Machine-learning based data extraction from APT
Advanced microscopy and spectroscopy offer unique opportunities to study the structure, composition, and bonding state of individual atoms from within complex, engineering materials. Such information can be collected at a spatial resolution of as small as 0.1 nm with the help of aberration correction. With advancements in electron source brightness and detection efficiency, acquiring spatial maps in 2D and even 3D has become a routine practice, generating ever bigger datasets to handle.
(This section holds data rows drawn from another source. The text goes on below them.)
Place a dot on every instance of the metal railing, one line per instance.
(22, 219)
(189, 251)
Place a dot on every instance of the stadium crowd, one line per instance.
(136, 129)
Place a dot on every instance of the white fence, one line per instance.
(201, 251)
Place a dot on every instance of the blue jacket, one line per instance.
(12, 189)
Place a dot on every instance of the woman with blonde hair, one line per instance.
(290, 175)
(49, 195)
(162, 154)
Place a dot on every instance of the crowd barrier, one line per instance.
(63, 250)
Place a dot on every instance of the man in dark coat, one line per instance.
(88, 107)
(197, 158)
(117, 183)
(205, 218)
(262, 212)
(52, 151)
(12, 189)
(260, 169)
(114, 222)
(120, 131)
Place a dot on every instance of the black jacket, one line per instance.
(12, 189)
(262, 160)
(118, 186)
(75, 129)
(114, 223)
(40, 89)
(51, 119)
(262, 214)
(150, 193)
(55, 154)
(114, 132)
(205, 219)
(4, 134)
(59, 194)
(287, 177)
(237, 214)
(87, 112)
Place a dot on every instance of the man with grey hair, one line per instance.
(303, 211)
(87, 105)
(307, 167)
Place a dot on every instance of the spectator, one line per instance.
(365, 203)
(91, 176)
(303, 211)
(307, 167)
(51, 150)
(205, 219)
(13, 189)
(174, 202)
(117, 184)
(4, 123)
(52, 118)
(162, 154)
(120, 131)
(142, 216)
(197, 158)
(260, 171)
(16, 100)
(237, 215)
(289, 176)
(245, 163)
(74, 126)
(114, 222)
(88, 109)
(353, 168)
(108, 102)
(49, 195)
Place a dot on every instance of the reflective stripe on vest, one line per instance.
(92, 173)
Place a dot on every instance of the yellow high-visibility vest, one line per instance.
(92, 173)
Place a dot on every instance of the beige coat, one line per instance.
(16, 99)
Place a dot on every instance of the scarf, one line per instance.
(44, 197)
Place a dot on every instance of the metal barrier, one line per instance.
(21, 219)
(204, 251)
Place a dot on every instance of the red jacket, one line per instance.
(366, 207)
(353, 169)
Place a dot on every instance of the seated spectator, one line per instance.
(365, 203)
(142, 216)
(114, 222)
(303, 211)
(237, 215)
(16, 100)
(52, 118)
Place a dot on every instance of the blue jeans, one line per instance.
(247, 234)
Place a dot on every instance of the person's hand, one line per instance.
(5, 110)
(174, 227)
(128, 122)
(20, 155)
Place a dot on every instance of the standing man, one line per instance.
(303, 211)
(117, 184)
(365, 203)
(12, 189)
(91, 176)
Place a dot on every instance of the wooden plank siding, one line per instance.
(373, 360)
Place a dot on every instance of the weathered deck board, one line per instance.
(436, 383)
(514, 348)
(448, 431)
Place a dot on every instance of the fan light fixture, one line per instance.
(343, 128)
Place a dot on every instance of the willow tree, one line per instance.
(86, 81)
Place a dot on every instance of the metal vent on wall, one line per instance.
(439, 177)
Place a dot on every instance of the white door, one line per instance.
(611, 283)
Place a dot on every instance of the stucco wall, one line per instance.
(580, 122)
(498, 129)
Researchers at the MPIE now make use of tools from the big data community. An example is the analysis of the field desorption patterns obtained from atom probe tomography (APT). APT maps the 3D position and chemical identity of up to a billion atoms in a material. The pattern formed on the single-particle detector often reveal traces of the crystallographic structure and orientation of the specimen. However, it remains largely under-utilised due to the lack of efficient and accurate extraction techniques. We have proposed a mixture of feature detection, machine learning and deep learning to enable automatic identification of crystallographic patterns observed on atom probe detector maps. Preliminary results exploiting theoretical geometric relationships have been very promising. A flow-chart outlining this process is shown in the Figure below. For detector hit-maps obtained from pure-Al specimens, our approach correctly characterised the orientation of single crystals with 98% confidence. Further forays into deploying big-data methodologies to advance APT data processing is a current focus of this project.